In the UK, the Bank of England raised interest rates as expected by 0.25% points, bringing them to a 15-year high of 5.25%. The bank does not anticipate inflation to return to its 2% target until Q2 2025, which is concerning amid the ongoing cost-of-living crisis. The possibility of further rate hikes remains uncertain, as inflation is at 7.9%, and the BoE may need to continue raising rates unless inflation starts to decrease.

Nationwide reported a sharp 3.8% year-on-year drop in house prices for July, the steepest in 14 years, and with today’s rate hike, mortgage rates are expected to rise even higher.

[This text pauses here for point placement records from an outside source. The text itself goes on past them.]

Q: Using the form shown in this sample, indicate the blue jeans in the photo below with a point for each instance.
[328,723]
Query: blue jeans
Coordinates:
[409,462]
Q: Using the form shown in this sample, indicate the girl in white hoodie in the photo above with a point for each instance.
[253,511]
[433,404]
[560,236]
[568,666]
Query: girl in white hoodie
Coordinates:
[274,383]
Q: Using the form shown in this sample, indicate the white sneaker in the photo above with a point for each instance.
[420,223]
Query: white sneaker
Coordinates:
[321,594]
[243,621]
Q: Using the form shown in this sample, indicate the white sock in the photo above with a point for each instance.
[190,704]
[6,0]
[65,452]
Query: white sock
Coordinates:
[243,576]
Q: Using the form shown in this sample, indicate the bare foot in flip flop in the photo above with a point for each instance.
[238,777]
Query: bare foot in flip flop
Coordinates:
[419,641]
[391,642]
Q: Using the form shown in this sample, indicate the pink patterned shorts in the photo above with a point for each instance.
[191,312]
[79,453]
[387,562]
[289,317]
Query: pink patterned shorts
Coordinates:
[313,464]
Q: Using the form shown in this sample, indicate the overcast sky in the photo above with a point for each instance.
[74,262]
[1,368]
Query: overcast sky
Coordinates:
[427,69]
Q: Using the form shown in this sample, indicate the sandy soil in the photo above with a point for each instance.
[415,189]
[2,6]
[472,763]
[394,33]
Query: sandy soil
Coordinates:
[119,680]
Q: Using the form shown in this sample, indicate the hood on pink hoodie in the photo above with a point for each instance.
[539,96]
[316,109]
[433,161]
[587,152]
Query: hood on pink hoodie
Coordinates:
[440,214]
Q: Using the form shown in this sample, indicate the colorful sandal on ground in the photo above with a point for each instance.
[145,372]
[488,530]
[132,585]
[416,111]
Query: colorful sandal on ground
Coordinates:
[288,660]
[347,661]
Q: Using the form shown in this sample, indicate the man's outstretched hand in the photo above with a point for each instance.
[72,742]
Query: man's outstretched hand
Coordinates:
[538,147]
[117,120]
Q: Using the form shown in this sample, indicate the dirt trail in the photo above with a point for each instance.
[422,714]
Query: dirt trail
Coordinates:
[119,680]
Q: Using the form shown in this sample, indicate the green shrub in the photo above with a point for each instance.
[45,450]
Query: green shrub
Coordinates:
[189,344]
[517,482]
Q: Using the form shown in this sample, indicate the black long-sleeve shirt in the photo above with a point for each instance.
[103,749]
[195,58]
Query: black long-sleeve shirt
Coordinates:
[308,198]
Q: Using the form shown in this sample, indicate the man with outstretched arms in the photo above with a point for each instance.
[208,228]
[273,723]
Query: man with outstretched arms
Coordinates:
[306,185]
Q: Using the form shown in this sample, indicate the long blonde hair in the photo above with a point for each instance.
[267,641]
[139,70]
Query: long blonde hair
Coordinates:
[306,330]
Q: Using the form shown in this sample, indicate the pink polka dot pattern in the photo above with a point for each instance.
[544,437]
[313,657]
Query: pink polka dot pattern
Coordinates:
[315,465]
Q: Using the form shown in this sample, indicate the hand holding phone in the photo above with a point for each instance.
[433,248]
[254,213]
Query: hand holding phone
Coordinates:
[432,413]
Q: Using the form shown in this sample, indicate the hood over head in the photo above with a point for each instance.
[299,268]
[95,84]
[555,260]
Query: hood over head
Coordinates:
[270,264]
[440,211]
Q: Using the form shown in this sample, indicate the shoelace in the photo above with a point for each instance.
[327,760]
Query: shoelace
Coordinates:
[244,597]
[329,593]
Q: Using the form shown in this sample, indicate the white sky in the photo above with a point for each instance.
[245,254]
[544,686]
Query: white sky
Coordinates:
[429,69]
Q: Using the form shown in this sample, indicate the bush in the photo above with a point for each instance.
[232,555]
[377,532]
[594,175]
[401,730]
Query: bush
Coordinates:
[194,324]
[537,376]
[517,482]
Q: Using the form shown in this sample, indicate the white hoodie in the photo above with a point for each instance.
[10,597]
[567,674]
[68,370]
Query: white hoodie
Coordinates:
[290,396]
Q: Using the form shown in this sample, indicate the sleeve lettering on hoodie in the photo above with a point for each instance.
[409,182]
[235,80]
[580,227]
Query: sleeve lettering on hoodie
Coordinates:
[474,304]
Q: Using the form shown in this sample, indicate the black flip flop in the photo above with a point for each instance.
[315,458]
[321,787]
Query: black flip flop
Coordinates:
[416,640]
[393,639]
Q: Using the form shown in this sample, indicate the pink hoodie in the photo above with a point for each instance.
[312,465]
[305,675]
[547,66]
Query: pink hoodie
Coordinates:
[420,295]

This prolonged period of high inflation and interest rates could lead to challenges for homeowners, facing fewer buyers and lower asking prices for their properties.

As expected, the Sterling remained relatively unchanged after the rate hike, aligning the UK with the US in closely monitoring key economic indicators to assess inflation trends and the overall economic performance. The BoE will closely observe these figures before their next meeting in seven weeks to decide whether to continue with additional rate hikes or signal that they have reached their peak.